A senior LANL official said the lab assembled the first B61‑13 gravity bomb ahead of schedule and that the Venato supercomputer recently moved onto classified networks. The lab has begun 24‑7 operations at a plutonium facility to support pit production, the official said.

Kathy Keith, director of LANL's Community Partnerships Office, described workforce and education programs: the lab hosted about 1,900 students on campus this summer and has traveling STEM trailers that reached roughly 5,000 New Mexico students since January 1. Keith gave a multi‑pronged summary of higher‑education investments: $3,000,000 for project management and nuclear engineering at the University of New Mexico; $4,400,000 in radiological control, materials and engineering at New Mexico State University; and $3,100,000 for materials and engineering at New Mexico Tech.

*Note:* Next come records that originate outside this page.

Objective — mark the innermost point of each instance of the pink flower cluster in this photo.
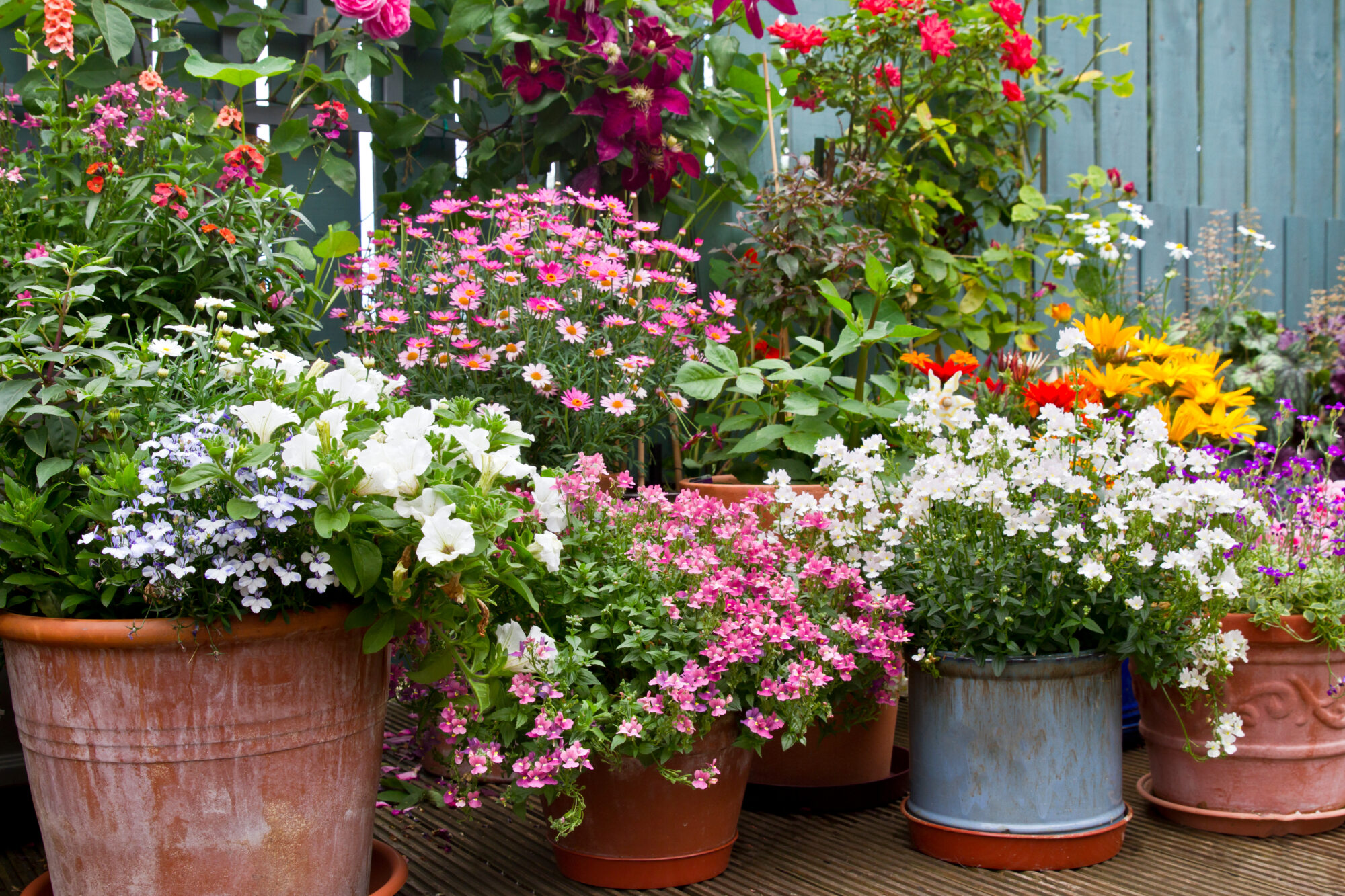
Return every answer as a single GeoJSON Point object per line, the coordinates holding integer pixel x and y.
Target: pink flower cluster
{"type": "Point", "coordinates": [548, 299]}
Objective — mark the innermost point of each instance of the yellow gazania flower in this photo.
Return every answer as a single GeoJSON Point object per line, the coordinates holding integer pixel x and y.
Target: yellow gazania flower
{"type": "Point", "coordinates": [1108, 334]}
{"type": "Point", "coordinates": [1169, 373]}
{"type": "Point", "coordinates": [1208, 364]}
{"type": "Point", "coordinates": [1182, 424]}
{"type": "Point", "coordinates": [1223, 423]}
{"type": "Point", "coordinates": [1114, 381]}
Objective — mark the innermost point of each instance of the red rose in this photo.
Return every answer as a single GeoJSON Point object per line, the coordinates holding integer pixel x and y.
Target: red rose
{"type": "Point", "coordinates": [1017, 53]}
{"type": "Point", "coordinates": [1009, 11]}
{"type": "Point", "coordinates": [937, 37]}
{"type": "Point", "coordinates": [883, 120]}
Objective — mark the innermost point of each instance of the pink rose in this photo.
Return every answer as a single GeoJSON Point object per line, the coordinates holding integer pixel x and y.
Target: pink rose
{"type": "Point", "coordinates": [392, 22]}
{"type": "Point", "coordinates": [360, 9]}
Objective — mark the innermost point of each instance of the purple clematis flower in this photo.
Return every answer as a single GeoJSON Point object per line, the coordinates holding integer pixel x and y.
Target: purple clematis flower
{"type": "Point", "coordinates": [532, 76]}
{"type": "Point", "coordinates": [750, 9]}
{"type": "Point", "coordinates": [657, 165]}
{"type": "Point", "coordinates": [636, 111]}
{"type": "Point", "coordinates": [653, 40]}
{"type": "Point", "coordinates": [606, 42]}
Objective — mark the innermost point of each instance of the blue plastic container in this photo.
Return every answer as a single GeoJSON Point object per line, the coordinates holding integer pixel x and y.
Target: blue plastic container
{"type": "Point", "coordinates": [1129, 709]}
{"type": "Point", "coordinates": [1032, 751]}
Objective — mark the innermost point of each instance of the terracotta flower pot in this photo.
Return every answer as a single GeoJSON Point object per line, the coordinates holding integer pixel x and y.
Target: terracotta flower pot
{"type": "Point", "coordinates": [844, 771]}
{"type": "Point", "coordinates": [644, 831]}
{"type": "Point", "coordinates": [1292, 760]}
{"type": "Point", "coordinates": [855, 756]}
{"type": "Point", "coordinates": [159, 767]}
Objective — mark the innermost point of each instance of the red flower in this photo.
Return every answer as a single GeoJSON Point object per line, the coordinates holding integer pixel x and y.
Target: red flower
{"type": "Point", "coordinates": [1042, 393]}
{"type": "Point", "coordinates": [1017, 53]}
{"type": "Point", "coordinates": [245, 157]}
{"type": "Point", "coordinates": [883, 120]}
{"type": "Point", "coordinates": [937, 37]}
{"type": "Point", "coordinates": [1009, 11]}
{"type": "Point", "coordinates": [763, 350]}
{"type": "Point", "coordinates": [797, 37]}
{"type": "Point", "coordinates": [532, 76]}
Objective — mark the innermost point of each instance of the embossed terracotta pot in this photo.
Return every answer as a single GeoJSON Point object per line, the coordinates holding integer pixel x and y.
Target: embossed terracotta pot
{"type": "Point", "coordinates": [162, 767]}
{"type": "Point", "coordinates": [1292, 759]}
{"type": "Point", "coordinates": [644, 831]}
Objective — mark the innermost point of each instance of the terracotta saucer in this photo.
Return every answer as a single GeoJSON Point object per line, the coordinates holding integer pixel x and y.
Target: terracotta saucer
{"type": "Point", "coordinates": [1242, 823]}
{"type": "Point", "coordinates": [1017, 852]}
{"type": "Point", "coordinates": [387, 874]}
{"type": "Point", "coordinates": [783, 799]}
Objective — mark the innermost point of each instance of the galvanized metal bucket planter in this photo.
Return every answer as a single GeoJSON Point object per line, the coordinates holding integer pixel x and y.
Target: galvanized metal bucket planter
{"type": "Point", "coordinates": [1031, 755]}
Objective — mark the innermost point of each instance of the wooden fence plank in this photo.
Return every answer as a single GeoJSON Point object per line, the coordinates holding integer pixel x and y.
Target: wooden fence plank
{"type": "Point", "coordinates": [1175, 124]}
{"type": "Point", "coordinates": [1124, 123]}
{"type": "Point", "coordinates": [1315, 107]}
{"type": "Point", "coordinates": [1073, 147]}
{"type": "Point", "coordinates": [1297, 257]}
{"type": "Point", "coordinates": [1223, 106]}
{"type": "Point", "coordinates": [1169, 227]}
{"type": "Point", "coordinates": [1335, 251]}
{"type": "Point", "coordinates": [1273, 284]}
{"type": "Point", "coordinates": [1270, 178]}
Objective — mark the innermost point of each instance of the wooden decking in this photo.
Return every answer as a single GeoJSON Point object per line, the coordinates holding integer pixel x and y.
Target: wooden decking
{"type": "Point", "coordinates": [864, 854]}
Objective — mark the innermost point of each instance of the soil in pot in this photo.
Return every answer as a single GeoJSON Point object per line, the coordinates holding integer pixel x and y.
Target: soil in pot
{"type": "Point", "coordinates": [184, 763]}
{"type": "Point", "coordinates": [1292, 758]}
{"type": "Point", "coordinates": [644, 831]}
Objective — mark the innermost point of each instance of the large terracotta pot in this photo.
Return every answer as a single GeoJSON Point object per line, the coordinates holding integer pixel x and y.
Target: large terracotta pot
{"type": "Point", "coordinates": [1292, 760]}
{"type": "Point", "coordinates": [161, 767]}
{"type": "Point", "coordinates": [642, 831]}
{"type": "Point", "coordinates": [860, 755]}
{"type": "Point", "coordinates": [731, 491]}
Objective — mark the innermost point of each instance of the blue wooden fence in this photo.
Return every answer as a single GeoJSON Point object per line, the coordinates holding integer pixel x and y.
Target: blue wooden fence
{"type": "Point", "coordinates": [1238, 104]}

The laboratory also said it has begun production of the medical isotope actinium‑225 for clinical cancer trials and launched Monsoon‑1, a suborbital flight test from White Sands intended to support stockpile responsiveness experiments.

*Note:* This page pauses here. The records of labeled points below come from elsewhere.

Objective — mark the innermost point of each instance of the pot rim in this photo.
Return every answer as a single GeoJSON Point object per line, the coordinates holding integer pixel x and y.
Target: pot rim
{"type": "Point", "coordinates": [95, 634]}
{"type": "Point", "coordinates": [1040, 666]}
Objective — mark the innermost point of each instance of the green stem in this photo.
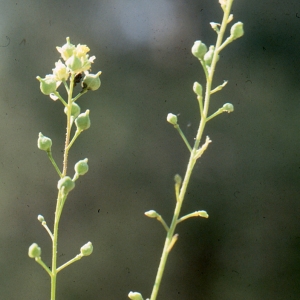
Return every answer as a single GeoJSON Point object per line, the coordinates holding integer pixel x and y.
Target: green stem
{"type": "Point", "coordinates": [49, 153]}
{"type": "Point", "coordinates": [176, 126]}
{"type": "Point", "coordinates": [68, 131]}
{"type": "Point", "coordinates": [61, 196]}
{"type": "Point", "coordinates": [193, 156]}
{"type": "Point", "coordinates": [77, 133]}
{"type": "Point", "coordinates": [39, 261]}
{"type": "Point", "coordinates": [77, 257]}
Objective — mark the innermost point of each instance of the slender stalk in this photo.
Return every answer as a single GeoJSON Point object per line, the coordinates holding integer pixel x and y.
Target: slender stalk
{"type": "Point", "coordinates": [68, 131]}
{"type": "Point", "coordinates": [193, 155]}
{"type": "Point", "coordinates": [77, 257]}
{"type": "Point", "coordinates": [61, 196]}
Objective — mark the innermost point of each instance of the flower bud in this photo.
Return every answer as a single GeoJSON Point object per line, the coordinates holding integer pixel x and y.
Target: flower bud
{"type": "Point", "coordinates": [44, 143]}
{"type": "Point", "coordinates": [177, 179]}
{"type": "Point", "coordinates": [172, 119]}
{"type": "Point", "coordinates": [81, 167]}
{"type": "Point", "coordinates": [135, 296]}
{"type": "Point", "coordinates": [74, 63]}
{"type": "Point", "coordinates": [47, 84]}
{"type": "Point", "coordinates": [203, 214]}
{"type": "Point", "coordinates": [60, 72]}
{"type": "Point", "coordinates": [83, 121]}
{"type": "Point", "coordinates": [67, 183]}
{"type": "Point", "coordinates": [237, 30]}
{"type": "Point", "coordinates": [199, 49]}
{"type": "Point", "coordinates": [66, 50]}
{"type": "Point", "coordinates": [215, 26]}
{"type": "Point", "coordinates": [197, 88]}
{"type": "Point", "coordinates": [228, 107]}
{"type": "Point", "coordinates": [91, 81]}
{"type": "Point", "coordinates": [41, 218]}
{"type": "Point", "coordinates": [86, 249]}
{"type": "Point", "coordinates": [209, 56]}
{"type": "Point", "coordinates": [75, 110]}
{"type": "Point", "coordinates": [34, 251]}
{"type": "Point", "coordinates": [151, 214]}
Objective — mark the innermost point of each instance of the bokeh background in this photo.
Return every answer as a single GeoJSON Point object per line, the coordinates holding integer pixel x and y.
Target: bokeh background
{"type": "Point", "coordinates": [248, 179]}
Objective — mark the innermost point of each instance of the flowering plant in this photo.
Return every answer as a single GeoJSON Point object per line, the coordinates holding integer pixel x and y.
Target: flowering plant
{"type": "Point", "coordinates": [75, 68]}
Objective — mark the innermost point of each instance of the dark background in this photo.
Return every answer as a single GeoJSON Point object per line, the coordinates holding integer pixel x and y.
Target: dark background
{"type": "Point", "coordinates": [248, 179]}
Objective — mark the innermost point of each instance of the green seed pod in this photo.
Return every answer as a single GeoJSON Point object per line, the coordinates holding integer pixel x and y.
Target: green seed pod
{"type": "Point", "coordinates": [86, 249]}
{"type": "Point", "coordinates": [228, 107]}
{"type": "Point", "coordinates": [47, 84]}
{"type": "Point", "coordinates": [91, 81]}
{"type": "Point", "coordinates": [75, 110]}
{"type": "Point", "coordinates": [41, 218]}
{"type": "Point", "coordinates": [135, 296]}
{"type": "Point", "coordinates": [199, 49]}
{"type": "Point", "coordinates": [237, 30]}
{"type": "Point", "coordinates": [151, 214]}
{"type": "Point", "coordinates": [67, 183]}
{"type": "Point", "coordinates": [197, 88]}
{"type": "Point", "coordinates": [66, 50]}
{"type": "Point", "coordinates": [81, 167]}
{"type": "Point", "coordinates": [209, 56]}
{"type": "Point", "coordinates": [83, 121]}
{"type": "Point", "coordinates": [44, 143]}
{"type": "Point", "coordinates": [172, 119]}
{"type": "Point", "coordinates": [34, 251]}
{"type": "Point", "coordinates": [74, 64]}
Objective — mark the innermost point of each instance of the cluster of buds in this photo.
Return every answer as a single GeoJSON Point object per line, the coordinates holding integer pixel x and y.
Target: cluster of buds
{"type": "Point", "coordinates": [77, 63]}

Officials discussed workforce pressures in northern New Mexico: about 8,000 people commute daily to the laboratory, and roughly 60 percent of LANL employees live outside Los Alamos County, the lab said. The lab said it will pursue student‑housing solutions and has supported an expanded bilingual Montessori childcare facility licensed for up to 170 children. Laboratory leaders told members they expect to hire 800–1,000 people in the next fiscal year depending on federal funding.

Ending: The briefing did not propose legislation; committee members said the lab's work and workforce plans will shape parts of their oversight and constituent engagement during the site tour and follow‑up sessions.